(no subject)

Feb 11, 2010 12:10

There's so much anger in me. I'm really tired of feeling. I wish I could be one of those apathetic guys who just walked around not letting anything bother them. I wish I had iron skin. That I were a machine, not a person. Because maybe then I'd be a bit more cut out for this planet. Maybe then I would stop expressing myself. Because the movies I watched when I was a child, they're wrong. Nobody wants expression. They don't want to know how you feel, or to help you with it. They just want something from you. And as soon as you stop being a convenient source of what they want, you lose your importance. Someone else will give them what they want, without asking for anything in return. Interpersonal relationships are like a construction job, if you don't work hard, for almost nothing, you'll just be replaced with someone who will. And it's ridiculous.

I'm ridiculous.

And I don't even know why I'm still here. I don't want to be.

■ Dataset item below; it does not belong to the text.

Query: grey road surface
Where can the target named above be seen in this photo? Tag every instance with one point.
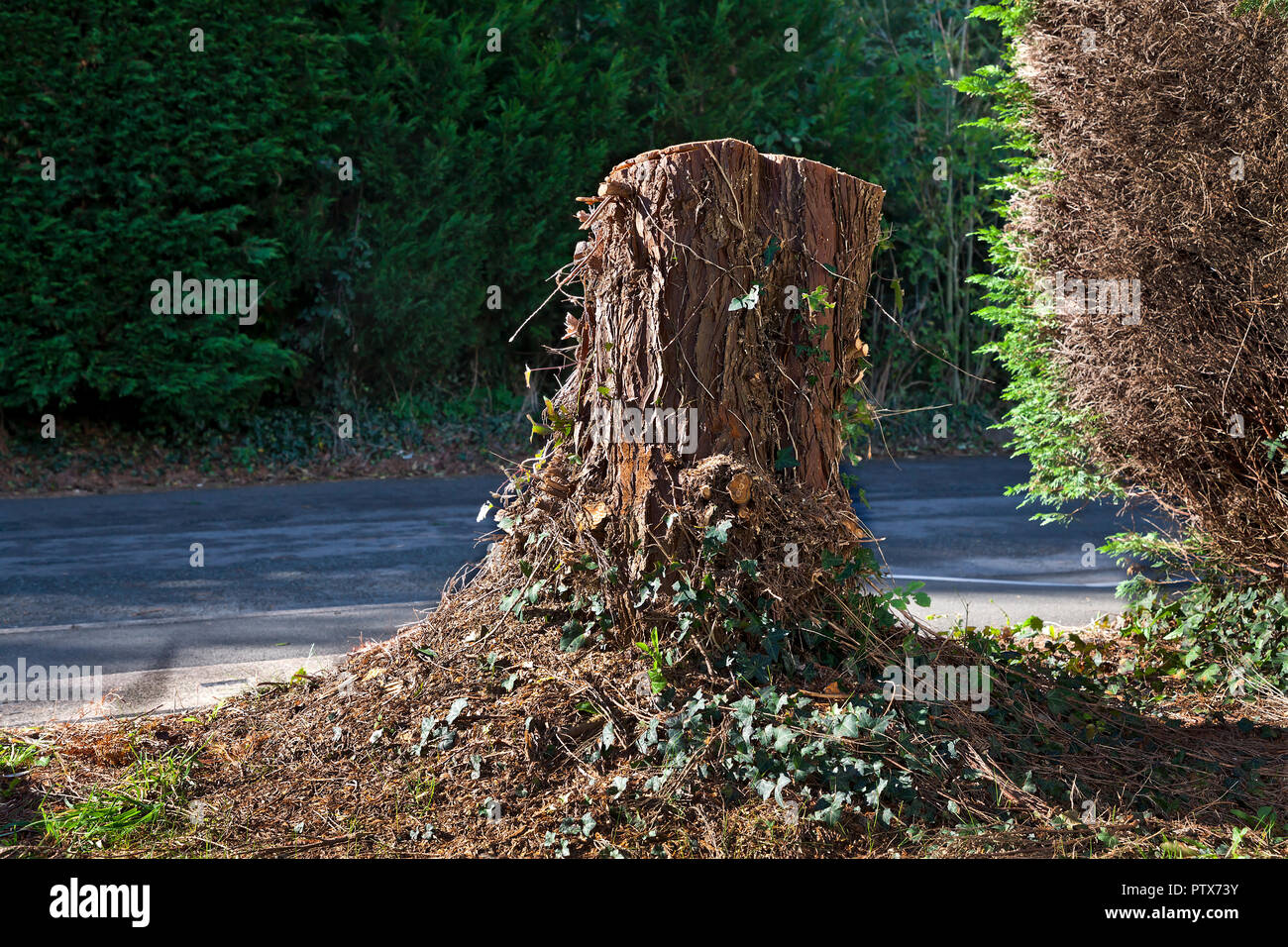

I don't do anything. Even my most remote of needs is dismissed by everyone but myself. What's the point? I just give money to the doorman. To the bartender for my drinks. Nothing happens. I just drink and watch everyone else have a good time. I watch people laughing with their friends, dancing with their girlfriends. And I watch some more. A little part of me has never stopped dying, not since I was in the fourth grade. It's been getting stabbed every day, but it won't quit. Every time I open my eyes, nothing but images that stab and claw at my psyche. But it won't die. And damnit I just wish it would.

What makes me so different that I'm worthless?